With Wimbledon in full flow and stating that I love it and look forward to it every year, I’ve been thinking about all the extra bureaucracy and rules that accompany tennis at Englands’ , nay the worlds, top tournament. Started in 1876 it is the worlds oldest tournament.
England could be accused of being a historical museum as millions of tourists visit each year to explore our historical estates and buildings, towns and cities. Visitors from countries such as the States and Japan revel and bask in the “cute old world charm” aspects of our culture – and top of the list surely has to be Wimbledon.
Wimbledon, with its afternoon tea, strawberries and cream, Pimms and some weird and wonderful rules.
THE ALL WHITE DRESS CODE (even underclothing!) – Euginie Bouchard There can only be “a single trim of color no wider than 1 cm”. “White does not include off-white or cream.”
TOURNAMENT SPEAK – Ladies and Gentlemens events, women are given titles such as Mr or Mrs or Miss, but men remain called by their surnames.
BOWING AND CURTSEYING – up until 2003 players were expected to curtsey or bow to the people in the Royal Box.
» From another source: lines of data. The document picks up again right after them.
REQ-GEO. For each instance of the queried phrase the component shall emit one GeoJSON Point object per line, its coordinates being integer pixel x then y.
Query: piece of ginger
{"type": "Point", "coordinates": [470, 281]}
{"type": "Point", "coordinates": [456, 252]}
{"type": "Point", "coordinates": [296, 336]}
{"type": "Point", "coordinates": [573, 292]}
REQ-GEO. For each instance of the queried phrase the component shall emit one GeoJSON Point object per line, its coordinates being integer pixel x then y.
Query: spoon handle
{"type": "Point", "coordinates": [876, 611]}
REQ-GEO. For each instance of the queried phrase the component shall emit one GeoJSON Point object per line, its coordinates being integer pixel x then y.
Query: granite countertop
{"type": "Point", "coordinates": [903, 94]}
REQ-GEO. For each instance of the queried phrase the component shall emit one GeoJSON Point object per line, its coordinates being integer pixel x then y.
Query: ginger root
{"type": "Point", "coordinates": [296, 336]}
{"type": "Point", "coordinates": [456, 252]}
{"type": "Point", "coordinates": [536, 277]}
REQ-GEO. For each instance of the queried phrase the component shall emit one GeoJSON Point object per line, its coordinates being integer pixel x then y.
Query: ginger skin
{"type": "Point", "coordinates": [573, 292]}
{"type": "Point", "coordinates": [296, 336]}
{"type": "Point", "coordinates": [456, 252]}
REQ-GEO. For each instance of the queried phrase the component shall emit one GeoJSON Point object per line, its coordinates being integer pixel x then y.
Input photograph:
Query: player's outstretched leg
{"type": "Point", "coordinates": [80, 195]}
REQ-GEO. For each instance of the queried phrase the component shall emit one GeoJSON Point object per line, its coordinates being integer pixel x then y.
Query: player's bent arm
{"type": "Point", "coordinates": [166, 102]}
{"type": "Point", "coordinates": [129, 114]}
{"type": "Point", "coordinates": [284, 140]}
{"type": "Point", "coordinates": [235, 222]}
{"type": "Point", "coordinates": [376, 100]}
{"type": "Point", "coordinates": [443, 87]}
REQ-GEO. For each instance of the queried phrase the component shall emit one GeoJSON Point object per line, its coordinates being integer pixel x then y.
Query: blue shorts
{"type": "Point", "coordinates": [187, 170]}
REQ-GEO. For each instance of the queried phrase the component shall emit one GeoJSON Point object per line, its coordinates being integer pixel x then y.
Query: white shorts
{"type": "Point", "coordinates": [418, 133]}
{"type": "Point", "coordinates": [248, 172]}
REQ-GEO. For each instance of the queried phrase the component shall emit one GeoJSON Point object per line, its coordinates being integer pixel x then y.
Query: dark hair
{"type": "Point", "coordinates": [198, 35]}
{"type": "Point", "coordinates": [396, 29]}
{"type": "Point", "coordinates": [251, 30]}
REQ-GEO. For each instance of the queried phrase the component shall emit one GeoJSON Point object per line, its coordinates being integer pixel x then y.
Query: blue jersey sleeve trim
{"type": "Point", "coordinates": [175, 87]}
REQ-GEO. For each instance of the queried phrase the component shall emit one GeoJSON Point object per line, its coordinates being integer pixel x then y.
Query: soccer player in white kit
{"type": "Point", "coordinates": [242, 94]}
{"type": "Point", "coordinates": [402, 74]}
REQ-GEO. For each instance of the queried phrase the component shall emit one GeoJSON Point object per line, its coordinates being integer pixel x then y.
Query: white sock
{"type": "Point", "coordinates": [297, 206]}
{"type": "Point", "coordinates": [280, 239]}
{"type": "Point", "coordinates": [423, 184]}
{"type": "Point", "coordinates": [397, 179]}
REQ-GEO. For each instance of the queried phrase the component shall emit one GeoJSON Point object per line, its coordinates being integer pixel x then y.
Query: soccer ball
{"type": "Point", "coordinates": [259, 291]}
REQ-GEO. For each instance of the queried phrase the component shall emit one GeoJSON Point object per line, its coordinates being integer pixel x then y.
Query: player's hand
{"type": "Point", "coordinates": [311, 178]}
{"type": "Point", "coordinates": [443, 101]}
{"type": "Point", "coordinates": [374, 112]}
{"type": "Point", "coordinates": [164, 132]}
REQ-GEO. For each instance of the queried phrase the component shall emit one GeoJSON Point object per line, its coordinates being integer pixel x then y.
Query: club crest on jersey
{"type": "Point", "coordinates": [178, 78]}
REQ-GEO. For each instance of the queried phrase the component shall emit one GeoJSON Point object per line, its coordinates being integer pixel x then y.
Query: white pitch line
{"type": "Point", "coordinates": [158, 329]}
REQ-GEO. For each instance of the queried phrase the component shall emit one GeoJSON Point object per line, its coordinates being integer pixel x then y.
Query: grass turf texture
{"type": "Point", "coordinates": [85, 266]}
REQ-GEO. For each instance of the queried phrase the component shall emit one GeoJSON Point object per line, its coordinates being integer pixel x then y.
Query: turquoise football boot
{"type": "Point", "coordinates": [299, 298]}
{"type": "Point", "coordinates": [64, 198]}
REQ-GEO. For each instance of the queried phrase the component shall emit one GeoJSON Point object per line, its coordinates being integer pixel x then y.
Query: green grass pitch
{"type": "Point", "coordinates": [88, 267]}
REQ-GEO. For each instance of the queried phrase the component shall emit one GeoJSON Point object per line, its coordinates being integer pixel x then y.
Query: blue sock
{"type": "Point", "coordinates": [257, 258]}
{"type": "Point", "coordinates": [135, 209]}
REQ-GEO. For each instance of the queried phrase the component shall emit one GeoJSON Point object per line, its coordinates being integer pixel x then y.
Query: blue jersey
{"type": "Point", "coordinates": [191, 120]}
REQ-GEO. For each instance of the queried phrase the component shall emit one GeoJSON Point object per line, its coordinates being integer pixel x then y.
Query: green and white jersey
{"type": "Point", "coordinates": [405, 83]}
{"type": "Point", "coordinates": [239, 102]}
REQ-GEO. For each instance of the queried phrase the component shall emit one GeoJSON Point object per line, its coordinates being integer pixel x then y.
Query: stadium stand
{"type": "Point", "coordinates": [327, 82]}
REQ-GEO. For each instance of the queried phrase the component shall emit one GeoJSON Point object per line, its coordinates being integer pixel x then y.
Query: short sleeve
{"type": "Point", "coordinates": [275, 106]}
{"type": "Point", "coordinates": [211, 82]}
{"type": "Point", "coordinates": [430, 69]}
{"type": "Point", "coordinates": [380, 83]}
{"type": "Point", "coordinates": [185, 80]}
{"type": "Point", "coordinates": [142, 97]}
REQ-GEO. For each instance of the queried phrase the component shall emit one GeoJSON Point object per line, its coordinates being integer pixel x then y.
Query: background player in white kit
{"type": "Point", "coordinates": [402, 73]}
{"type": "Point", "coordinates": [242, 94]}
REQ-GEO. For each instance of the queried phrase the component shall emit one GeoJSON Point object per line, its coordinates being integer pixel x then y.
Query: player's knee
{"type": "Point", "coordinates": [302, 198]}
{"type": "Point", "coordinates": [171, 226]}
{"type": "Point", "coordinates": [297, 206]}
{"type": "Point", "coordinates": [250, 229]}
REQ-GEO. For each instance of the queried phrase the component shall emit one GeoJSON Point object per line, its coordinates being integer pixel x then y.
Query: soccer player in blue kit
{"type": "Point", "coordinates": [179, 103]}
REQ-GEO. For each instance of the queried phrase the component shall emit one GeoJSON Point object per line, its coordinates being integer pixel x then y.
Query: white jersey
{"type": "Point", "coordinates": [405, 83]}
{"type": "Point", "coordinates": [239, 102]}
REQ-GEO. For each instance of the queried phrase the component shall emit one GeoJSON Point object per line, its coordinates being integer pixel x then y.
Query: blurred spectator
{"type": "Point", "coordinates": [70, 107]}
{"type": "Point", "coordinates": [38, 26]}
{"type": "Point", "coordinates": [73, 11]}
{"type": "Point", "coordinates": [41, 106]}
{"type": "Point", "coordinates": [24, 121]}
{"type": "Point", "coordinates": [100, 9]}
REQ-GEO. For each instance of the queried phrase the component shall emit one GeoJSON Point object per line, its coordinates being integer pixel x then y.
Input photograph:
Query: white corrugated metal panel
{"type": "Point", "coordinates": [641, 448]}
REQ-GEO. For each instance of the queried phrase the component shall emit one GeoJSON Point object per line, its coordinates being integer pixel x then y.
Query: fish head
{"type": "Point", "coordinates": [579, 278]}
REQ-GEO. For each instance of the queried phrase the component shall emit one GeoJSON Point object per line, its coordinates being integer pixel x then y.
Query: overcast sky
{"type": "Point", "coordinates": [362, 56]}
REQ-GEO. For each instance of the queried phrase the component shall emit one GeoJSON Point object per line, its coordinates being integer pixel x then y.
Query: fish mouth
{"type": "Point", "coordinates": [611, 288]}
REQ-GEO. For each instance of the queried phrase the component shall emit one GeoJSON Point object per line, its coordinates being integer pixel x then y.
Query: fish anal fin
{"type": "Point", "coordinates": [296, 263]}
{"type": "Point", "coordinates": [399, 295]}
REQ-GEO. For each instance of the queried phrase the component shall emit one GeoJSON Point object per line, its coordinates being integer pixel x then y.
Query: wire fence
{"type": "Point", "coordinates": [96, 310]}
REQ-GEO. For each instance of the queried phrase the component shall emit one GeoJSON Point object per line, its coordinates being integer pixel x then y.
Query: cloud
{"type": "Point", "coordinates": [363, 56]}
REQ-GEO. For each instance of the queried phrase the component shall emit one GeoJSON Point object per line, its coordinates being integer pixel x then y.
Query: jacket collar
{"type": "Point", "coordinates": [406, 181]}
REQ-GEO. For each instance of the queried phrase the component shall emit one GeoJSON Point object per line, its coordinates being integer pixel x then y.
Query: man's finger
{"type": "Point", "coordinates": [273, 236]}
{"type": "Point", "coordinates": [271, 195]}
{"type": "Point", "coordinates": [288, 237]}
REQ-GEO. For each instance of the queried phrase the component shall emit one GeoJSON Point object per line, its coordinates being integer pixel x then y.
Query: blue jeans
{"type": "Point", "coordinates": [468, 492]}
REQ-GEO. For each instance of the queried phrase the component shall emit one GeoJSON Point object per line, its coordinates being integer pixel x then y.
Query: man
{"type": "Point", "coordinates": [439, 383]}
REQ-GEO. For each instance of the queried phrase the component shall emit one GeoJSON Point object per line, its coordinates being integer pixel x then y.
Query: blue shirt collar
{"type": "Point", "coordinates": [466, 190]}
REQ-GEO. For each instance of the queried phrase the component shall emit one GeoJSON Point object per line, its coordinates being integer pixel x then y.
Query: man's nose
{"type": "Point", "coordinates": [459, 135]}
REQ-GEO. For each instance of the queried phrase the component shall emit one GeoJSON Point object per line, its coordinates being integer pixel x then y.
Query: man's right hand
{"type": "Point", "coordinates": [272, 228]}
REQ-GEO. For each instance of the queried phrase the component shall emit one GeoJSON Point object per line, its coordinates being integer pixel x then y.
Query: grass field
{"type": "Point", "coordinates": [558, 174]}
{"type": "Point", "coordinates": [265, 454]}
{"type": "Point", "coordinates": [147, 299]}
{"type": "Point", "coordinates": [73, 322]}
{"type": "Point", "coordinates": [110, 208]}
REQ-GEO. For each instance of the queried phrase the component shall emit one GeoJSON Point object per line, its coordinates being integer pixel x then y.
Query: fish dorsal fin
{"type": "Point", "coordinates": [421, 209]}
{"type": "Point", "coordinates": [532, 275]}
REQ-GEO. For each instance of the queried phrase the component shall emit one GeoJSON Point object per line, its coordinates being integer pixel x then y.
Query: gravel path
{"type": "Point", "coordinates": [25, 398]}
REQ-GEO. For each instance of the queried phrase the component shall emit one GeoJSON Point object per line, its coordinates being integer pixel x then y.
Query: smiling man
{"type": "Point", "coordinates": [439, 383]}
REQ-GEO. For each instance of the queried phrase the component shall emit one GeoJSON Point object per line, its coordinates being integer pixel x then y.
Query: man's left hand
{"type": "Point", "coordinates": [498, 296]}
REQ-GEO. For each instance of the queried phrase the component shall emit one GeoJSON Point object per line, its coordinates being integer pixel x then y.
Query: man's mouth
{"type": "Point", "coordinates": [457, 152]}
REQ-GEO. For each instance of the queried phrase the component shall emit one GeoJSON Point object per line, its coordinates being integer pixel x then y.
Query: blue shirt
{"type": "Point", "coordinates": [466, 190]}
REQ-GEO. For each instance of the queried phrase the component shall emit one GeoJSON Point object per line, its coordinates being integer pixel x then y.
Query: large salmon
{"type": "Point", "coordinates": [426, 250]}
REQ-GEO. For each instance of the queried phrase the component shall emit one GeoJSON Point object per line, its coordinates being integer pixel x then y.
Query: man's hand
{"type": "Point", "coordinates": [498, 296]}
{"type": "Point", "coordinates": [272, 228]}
The Duke of Kent stopped this in 2003, but it is still expected if the Queen or Prince Charles are in attendance.
STRAWBERRIES AND CREAM – Strawberries and tennis both signaled the arrival of summer. Gradually, the two have become an essential part of the tournament. At Wimbledon, nearly 9,000 servings are prepared per day, using only the highest quality strawberries from the county of Kent. The berries are picked the day before being served, arriving at Wimbledon at around 5:30am, where they are inspected before removing the hull. Each year at Wimbledon, 28,000 kg of strawberries are eaten along with 7,000 litres of cream.
THE QUEUE – Wimbledon is also probably the only place in the world where thousands gather, wait and camp overnight in a queue to gain tickets for the matches. there is no rush, no uncontrollable mob, or uncouth behaviour. Around 500 seats are available for each court. People are given coloured coded wristbands according to corresponding court. So very British – so well mannered.
TIME OUT – While matches on the women’s tour permit a 10-minute break between sets two and three in conditions in excess of 30C, there are no such guidelines for men
Wimbledon has pulled itself out of the dark ages and apart from the differences between men and women game, the traditions it has makes it stand out and tiny as Britain is, that is what it likes to do!